Question

If R and C represent the resistance and capacitance respectively, then give the dimension of $RC$.

Answer 1

Although known that the time constant of an $R - C$ circuit is given by $\tau = RC$ , but before we use that approach, it is important to find the dimensions of the individual elements and combining them to find the dimension of $RC$

Formulae used:
$R = \dfrac{V}{I}$
Where $V$ is the voltage of the circuit and $I$ is the current in the circuit and is dimensionally represented by $A$ .
$C = \dfrac{Q}{V}$
Where $Q$ is the charge in the circuit and $V$ is the voltage of the circuit.
$\tau = RC$
Where $\tau$ is the time constant of an $R - C$ circuit, $R$ is the resistance of the circuit and $C$ is the capacitance of the circuit.

Complete step by step solution:
$R = \dfrac{V}{I}$
Where $V$ is the voltage of the circuit whose dimensional formula is found to be $M{\text{ }}{L^2}\;{T^ - }^3\;{A^ - }^1$ by relating it with energy and charge. $I$ is the current in the circuit and is dimensionally represented by $A$ . $R$ is the resistance of the circuit
Therefore the dimensional formula of $R$ is
$\dfrac{{M{\text{ }}{L^2}\;{T^ - }^3\;{A^ - }^1}}{A} = M{\text{ }}{L^2}\;{T^ - }^3\;{A^ - }^2$ $...\left( 1 \right)$
Similarly in the case of the capacitance of the circuit
$C = \dfrac{Q}{V}$
Where $Q$ is the charge in the circuit and $V$ is the voltage of the circuit. The dimensions of $Q$ are $A{T^{ - 1}}$ and the dimensions of $V$ are $M{\text{ }}{L^2}\;{T^ - }^3\;{A^ - }^1$ .
Therefore the dimensional formula of $C$ is
$\dfrac{{A{T^{ - 1}}}}{{M{\text{ }}{L^2}\;{T^ - }^3\;{A^ - }^1}} = {M^{ - 1}}{L^{ - 2}}{T^2}{A^2}$
To find the dimensional formula of $RC$ we simply multiply the individual dimensions, that is,
$\Rightarrow \left( {M{\text{ }}{L^2}\;{T^ - }^3\;{A^ - }^2} \right)\left( {{M^{ - 1}}{L^{ - 2}}{T^2}{A^2}} \right)$
$\Rightarrow {M^0}{L^0}{T^1}{A^0}$
$\Rightarrow T$

Therefore, the dimension of $RC$ is dependent solely on time. Therefore dimensions of $RC$ is $T$.

Alternatively:
Since the time constant, $\tau = RC$ , therefore you can tell that the dimensions of $RC$ will be similar to that of $\tau$ as dimensional equality is only possible if the dimensions of both quantities are equal.

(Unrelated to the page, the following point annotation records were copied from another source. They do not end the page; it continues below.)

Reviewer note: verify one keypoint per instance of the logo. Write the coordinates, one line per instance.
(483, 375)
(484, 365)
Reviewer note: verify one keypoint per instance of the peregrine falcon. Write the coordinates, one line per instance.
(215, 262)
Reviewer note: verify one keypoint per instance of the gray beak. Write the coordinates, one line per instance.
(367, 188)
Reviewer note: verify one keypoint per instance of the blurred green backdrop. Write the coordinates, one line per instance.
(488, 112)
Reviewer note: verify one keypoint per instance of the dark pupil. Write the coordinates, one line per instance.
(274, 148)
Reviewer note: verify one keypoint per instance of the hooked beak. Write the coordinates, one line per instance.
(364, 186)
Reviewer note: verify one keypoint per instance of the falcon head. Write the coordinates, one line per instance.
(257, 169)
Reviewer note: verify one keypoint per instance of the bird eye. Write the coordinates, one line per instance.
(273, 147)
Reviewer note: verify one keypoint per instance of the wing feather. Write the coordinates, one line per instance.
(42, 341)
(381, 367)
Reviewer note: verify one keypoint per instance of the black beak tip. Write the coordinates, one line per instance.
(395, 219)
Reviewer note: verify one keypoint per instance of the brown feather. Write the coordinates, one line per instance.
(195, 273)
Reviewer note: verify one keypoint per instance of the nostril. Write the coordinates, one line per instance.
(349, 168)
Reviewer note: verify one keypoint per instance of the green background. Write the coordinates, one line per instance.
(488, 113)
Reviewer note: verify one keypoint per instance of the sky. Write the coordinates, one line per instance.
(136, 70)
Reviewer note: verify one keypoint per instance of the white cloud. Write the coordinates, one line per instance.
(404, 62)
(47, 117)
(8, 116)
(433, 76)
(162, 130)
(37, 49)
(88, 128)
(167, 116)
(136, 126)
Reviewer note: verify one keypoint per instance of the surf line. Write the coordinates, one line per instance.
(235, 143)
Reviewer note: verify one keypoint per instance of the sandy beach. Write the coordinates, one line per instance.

Therefore dimensions of $RC$ is $T$.

Note: Dimensional analysis questions usually have multiple approaches possible, depending entirely on the ease of your application and knowledge. Dimensions of a particular quantity can be solved in multiple ways by using the right formula to relate that quantity to those quantities whose dimensions you’re sure of. In this question, you could’ve further expanded the formula or Resistance and Capacitance to get to the four basic units: mass $\left( M \right)$ , time $\left( T \right)$ , length $(L)$ and current $\left( A \right)$.